Cameron to combat UKIP with EU referendum
Prime minister David Cameron has stated that he will introduce a referendum at the end of the general election, showing his commitment to an in-out vote by 2018 and combatting scepticism from UKIP (United Kingdom Independence Party).
UKIP, currently led by Nigel Farage, have previously argued that the prime minister’s promise for a referendum was meaningless. In order to show that he is taking the threat that UKIP poses seriously, Mr Cameron is doing his best to show results regarding the issues that UKIP have been focusing on in their local election campaign.
In a recent interview, the prime minister stated that the Conservative Party would make sure that they “demonstrate absolutely that we are serious about this referendum”.
He went on to say: “I look forward to publishing a Bill, to getting support for it, to doing everything I can to show to people at the next election there will be a real choice: if you want a party that’s going to reform the European Union and Britain’s place in it, and then give you a proper in-out choice, there is only one option – that is the Conservative Party.”

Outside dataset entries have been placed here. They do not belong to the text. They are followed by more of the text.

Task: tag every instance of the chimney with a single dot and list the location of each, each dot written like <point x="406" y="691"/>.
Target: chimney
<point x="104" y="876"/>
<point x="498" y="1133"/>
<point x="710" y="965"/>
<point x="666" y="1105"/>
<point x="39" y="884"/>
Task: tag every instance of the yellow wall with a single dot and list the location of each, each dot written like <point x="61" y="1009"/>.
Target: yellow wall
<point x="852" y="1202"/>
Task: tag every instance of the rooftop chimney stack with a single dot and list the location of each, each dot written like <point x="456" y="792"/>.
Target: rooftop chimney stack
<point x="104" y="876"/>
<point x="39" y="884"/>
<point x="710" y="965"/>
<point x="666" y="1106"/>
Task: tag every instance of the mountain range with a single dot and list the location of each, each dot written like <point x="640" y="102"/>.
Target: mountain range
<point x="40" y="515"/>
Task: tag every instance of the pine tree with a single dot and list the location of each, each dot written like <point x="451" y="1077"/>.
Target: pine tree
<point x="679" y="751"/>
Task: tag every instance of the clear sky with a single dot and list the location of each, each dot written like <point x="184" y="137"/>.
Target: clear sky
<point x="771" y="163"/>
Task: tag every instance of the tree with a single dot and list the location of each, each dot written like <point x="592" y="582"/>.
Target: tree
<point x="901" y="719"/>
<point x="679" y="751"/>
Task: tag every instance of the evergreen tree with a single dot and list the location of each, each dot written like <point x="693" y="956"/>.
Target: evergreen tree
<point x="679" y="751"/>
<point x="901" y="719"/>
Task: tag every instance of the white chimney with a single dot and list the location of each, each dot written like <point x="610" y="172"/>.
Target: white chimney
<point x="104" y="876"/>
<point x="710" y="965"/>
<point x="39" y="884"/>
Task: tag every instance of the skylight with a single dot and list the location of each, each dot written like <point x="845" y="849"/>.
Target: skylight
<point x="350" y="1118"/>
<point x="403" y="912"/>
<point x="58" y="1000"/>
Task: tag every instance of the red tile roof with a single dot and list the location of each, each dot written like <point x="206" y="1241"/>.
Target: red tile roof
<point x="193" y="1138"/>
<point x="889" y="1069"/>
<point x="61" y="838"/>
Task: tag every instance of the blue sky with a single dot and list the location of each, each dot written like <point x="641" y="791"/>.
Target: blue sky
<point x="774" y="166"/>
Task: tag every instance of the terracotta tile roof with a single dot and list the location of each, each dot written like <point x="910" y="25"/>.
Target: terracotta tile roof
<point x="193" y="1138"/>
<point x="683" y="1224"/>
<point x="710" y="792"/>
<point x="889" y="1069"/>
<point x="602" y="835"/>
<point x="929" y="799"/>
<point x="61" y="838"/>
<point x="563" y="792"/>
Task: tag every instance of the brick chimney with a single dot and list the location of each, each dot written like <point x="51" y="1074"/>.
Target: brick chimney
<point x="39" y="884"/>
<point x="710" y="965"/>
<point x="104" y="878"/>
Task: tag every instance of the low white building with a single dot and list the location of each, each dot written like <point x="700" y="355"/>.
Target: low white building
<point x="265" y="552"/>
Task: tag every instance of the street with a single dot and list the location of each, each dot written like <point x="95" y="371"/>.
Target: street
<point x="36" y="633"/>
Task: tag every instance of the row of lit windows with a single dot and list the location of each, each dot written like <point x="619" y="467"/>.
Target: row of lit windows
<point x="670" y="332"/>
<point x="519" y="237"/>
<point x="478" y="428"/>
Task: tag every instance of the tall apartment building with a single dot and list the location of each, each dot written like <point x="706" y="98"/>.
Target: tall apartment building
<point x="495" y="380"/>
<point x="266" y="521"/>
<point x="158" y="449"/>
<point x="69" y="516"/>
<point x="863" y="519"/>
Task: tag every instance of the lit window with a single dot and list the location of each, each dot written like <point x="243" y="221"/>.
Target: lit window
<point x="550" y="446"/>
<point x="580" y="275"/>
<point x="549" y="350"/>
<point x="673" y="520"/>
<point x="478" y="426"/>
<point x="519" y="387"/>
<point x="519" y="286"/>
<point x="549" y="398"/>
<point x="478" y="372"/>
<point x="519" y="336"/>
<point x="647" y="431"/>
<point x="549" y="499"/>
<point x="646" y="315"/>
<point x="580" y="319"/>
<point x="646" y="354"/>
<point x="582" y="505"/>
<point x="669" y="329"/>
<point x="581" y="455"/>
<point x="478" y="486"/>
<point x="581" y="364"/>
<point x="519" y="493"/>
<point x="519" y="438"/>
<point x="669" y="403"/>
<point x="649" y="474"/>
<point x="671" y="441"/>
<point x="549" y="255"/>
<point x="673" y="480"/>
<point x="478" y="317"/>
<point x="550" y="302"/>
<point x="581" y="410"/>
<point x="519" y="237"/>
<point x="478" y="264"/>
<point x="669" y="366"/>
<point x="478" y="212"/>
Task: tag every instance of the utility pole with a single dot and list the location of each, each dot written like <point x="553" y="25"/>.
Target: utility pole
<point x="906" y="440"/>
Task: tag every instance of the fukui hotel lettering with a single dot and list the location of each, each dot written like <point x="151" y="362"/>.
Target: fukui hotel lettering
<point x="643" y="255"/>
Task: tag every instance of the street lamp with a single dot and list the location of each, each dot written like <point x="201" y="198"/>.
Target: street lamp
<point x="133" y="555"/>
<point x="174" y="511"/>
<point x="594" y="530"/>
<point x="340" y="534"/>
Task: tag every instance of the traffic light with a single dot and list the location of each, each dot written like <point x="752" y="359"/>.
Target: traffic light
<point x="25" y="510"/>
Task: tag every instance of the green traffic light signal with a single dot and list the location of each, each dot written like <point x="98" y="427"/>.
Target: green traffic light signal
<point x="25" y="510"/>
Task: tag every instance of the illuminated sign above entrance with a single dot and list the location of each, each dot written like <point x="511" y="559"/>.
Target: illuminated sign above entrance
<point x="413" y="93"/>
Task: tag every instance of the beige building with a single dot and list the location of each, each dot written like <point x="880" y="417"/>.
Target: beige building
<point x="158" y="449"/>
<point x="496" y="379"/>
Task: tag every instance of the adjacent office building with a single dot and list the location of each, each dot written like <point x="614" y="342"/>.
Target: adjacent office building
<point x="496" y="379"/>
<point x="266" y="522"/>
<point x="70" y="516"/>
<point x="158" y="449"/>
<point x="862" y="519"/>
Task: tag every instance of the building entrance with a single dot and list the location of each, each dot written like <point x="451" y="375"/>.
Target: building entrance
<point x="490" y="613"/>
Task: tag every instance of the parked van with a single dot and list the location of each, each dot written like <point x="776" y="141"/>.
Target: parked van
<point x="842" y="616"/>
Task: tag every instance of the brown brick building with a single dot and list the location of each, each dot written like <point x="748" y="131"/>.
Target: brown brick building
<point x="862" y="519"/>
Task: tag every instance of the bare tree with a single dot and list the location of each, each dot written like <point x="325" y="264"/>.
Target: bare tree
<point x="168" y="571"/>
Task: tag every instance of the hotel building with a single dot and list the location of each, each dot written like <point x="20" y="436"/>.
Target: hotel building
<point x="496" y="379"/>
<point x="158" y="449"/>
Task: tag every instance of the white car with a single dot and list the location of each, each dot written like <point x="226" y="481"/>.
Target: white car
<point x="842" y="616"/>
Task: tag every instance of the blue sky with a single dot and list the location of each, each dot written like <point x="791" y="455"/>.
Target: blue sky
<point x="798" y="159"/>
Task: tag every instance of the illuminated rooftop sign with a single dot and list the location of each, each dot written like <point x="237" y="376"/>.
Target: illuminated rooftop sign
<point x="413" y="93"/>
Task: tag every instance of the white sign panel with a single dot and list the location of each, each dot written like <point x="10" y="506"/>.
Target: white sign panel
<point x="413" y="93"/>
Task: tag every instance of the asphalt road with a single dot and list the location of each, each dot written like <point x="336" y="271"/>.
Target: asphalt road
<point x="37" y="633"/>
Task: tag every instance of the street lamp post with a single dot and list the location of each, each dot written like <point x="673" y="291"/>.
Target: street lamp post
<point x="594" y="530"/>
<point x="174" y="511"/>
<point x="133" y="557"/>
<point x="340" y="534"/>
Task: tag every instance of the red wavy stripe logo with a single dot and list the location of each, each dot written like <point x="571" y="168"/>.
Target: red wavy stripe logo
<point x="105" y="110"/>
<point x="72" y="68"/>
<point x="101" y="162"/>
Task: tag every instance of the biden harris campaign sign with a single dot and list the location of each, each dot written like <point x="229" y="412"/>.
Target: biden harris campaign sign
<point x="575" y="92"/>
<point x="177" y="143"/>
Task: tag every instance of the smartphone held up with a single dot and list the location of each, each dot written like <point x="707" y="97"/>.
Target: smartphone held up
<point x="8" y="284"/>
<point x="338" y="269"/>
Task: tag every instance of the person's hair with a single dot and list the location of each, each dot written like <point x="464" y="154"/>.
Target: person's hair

It is widely believed that Cameron’s renewed promise is the result of the recent success of UKIP, especially as they are predicted to win around 20 per cent of the votes in local government elections on Thursday, who are currently third in the polls after Labour and the Conservative Party.
This has left the coalition government’s Liberal Democrats in fourth place. However, when asked by Channel 4 News if he was “braced” for defeat by UKIP, Lib Dem leader Nick Clegg answered: “No, what I’m saying is that these things come and go in politics. I’ve seen them in my time come and go. UKIP beat us in 2009 – a year later we won 24 per cent of the vote in the general election, UKIP were nowhere.”
Basildon and Billericay MP John Baron was responsible for composing a letter signed by 100 of his colleagues, which urged the prime minister to make important changes. He said there was “no downside in trying to pass this legislation”. He added that if the legislation was “voted down it would be abundantly clear which politicians are with the public in their wish for a referendum”.